While whole genome sequencing has been relatively rare to date in macaques, many historic obstacles, such as cost, are being reduced or removed. The data presented here and previous work demonstrate the ability to accurately detect variation genome-wide. Expanded genomic characterization in macaques could help identify genomic variants to explain disease phenotypes in existing macaque studies, or identify novel disease models. To facilitate these studies, it is essential that the field continue to invest in resources, such as continued refinement of the reference genome, annotations and validated variation data, necessary for high quality genomic studies.
Material and Methods
Animal Selection and Welfare
Twenty one rhesus macaques, six of Chinese-origin thirteen of Indian-origin, and two hybrids, all housed at the Oregon National Primate Research Center (ONPRC), were selected for this study. The Chinese-origin animals were directly imported from laboratory animal suppliers in China (Osage Research Primates, Oriental Scientific Instruments, National Laboratory Primate Center of Kunming, Laboratory Experimental Breeding Farm, Guandong, and Guandong Scientific Instruments). Eleven of the animals were females and ten were males. Fifteen of the animals were unrelated (9 Indian and 6 Chinese), and 6 Indian-origin animals were related. The cohort included two trios (an offspring with two parents), and multiple parent/child pairs. Pedigree relationships were molecularly validated. All of the ancestries were validated using a custom 96 SNP ancestry informative marker assay [19]. The animals were also selected with consideration of their medical histories, which indicated a diversity of medical or physical traits that are common among captive bred rhesus macaques. All macaque samples used in this study were collected during routine veterinary care procedures approved by the Institutional Animal Care and Use Committee of the Oregon Health & Science University (Protocol Number: IS00002621); these samples are part of the much larger ONPRC DNA Biobank. Animal care personnel and staff veterinarians of the ONPRC provide routine and emergency health care to all animals in accordance with the Guide for the Care and Use of Laboratory Animals, and the ONPRC is certified by the Association for Assessment and Accreditation of Laboratory Animal Care International.

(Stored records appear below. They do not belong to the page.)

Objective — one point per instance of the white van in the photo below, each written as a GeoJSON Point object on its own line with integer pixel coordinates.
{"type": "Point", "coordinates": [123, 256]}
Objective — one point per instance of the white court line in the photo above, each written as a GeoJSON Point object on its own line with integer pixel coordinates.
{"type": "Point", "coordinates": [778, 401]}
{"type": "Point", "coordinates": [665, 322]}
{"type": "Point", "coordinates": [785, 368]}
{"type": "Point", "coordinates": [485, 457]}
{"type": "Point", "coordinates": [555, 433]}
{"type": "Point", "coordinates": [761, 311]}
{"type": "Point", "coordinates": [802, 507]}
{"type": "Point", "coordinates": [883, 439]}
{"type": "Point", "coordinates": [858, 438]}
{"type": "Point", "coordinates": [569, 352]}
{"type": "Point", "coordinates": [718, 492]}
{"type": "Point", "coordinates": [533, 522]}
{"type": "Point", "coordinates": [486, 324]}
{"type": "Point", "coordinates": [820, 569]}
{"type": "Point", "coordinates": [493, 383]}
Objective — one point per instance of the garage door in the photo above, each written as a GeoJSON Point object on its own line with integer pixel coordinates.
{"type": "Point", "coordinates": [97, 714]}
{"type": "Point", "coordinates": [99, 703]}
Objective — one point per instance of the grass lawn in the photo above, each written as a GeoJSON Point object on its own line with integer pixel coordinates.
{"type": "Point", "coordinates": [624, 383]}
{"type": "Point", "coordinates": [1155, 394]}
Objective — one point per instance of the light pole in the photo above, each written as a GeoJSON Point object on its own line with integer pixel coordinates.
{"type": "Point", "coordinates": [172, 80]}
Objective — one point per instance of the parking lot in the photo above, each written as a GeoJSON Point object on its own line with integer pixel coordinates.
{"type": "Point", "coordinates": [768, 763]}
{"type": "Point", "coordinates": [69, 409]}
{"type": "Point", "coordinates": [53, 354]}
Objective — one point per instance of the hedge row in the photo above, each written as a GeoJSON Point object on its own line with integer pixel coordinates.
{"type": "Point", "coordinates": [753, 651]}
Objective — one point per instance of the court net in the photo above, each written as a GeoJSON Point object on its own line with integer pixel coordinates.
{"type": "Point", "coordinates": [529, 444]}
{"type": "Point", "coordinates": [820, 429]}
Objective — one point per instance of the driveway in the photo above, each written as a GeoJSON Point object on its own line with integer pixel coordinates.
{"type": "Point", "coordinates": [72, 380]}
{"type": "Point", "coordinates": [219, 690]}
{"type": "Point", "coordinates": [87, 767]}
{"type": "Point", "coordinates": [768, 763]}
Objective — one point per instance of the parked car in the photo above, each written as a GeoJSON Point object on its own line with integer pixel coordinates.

Genomic DNA Isolation and Whole Genome Sequencing
DNA was extracted from either whole blood, collected by venous puncture into an EDTA vacutainer (Fischer Scientific, Waltham, MA), or from a liver sample collected and flash frozen at necropsy. All sample collection protocols were approved by the Oregon Health & Sciences University Animal Utilization and Care Committee and in accordance with the NIH and the Guide for Use and Care of Laboratory Animals. DNAs were extracted using the Gentra PureGene Blood Kit following the manufacturers protocol or the ArchivePure DNA Blood Kit (5 Prime, Inc.), following the manufacturer’s recommendations. Genomic DNA was quantified with the Qubit High Sensitivity dsDNA Assay (Life Technologies, CA). Sequence libraries with 200–300 bp inserts were prepared using Illumina’s Paired-End DNA Sample Prep Kit. Each library was sequenced to produce 100 bp paired end reads on an Illumina HiSeq2000 or HiSeq3000 to achieve an average of 25X coverage per sample (ranging from 14–48X). The genomic sequencing was carried out by the Massively Parallel Sequencing Shared Resource (MPSSR) at the Oregon Health & Science University, the Center for Genome Research and Biocomputing at Oregon State University and by Axeq Technologies, Seoul, Korea. Primary FASTQ files have been submitted to SRA, BioProject PRJNA340145.
Analysis of Sequence Data
Whole genome data were processed using a pipeline following the best practice recommendations from the Broad Institute’s Genome Analysis Toolkit (GATK; [21, 43]), adapted for rhesus macaque. Briefly, paired-end reads were trimmed using Trimmomatic adaptive quality trimming [44], and aligned to the MacaM reference genome [9], using BWA-MEM [45]. The MacaM genome can be downloaded from: http://www.unmc.edu/rhesusgenechip/index.htm. BAM post-processing included local re-alignment around indels using GATK [43], and marking of duplicate reads using Picard tools [46]. GATK’s HaplotypeCaller was used to produce gVCF files, followed by genotype calling using GenotypeGVCFs. For the latter, a score of 20 was used as the threshold for calling and emitting variants. The resulting VCF was filtered at the site level using the following criteria: quality by depth (QD < 5.0), strand bias (FS > 15.0), mapping quality (MQ < 50.0), proximity to the read end (ReadPosRankSum < −8.0), the difference in mapping quality between reference and alternate reads (MQRankSum < −12.5), and single nucleotide variant (SNV) clusters of three SNVs within a 10 bp span were also filtered. In addition, and SNVs located within repetitive regions (identified using RepeatMasker [47] were filtered for removal. In addition, individual genotypes were filtered if the genotype was supported by fewer than 10X read depth, sites with greater than 100X coverage, or the genotype quality score was less than 20. To identify regions of the genome where our empirical data systematically differs from the reference sequence, we wrote a custom GATK Walker designed to iterate across a series of BAM files and report any positions where three or more alleles are detected in a single subject (available at: https://cpas:cpas@hedgehog.fhcrc.org/tor/stedi/trunk/externalModules/labModules/SequenceAnalysis/pipeline_code/gatk/MultipleAllelesAtLoci.java). These analyses also employed Picard tools [46] and FASTQC [48] for quality control of the raw data, and JBrowse [49] to visualize the resulting data. Sequence data were managed and analyzed using DISCVR-Seq [50], a LabKey Server-based system [51]. All pipelines and tools used in this manuscript have been incorporated into DISCVR-Seq. SnpEff was utilized to calculate predicted effects for variants [33]. Variant data were submitted to dbSNP under BioProject PRJNA340145.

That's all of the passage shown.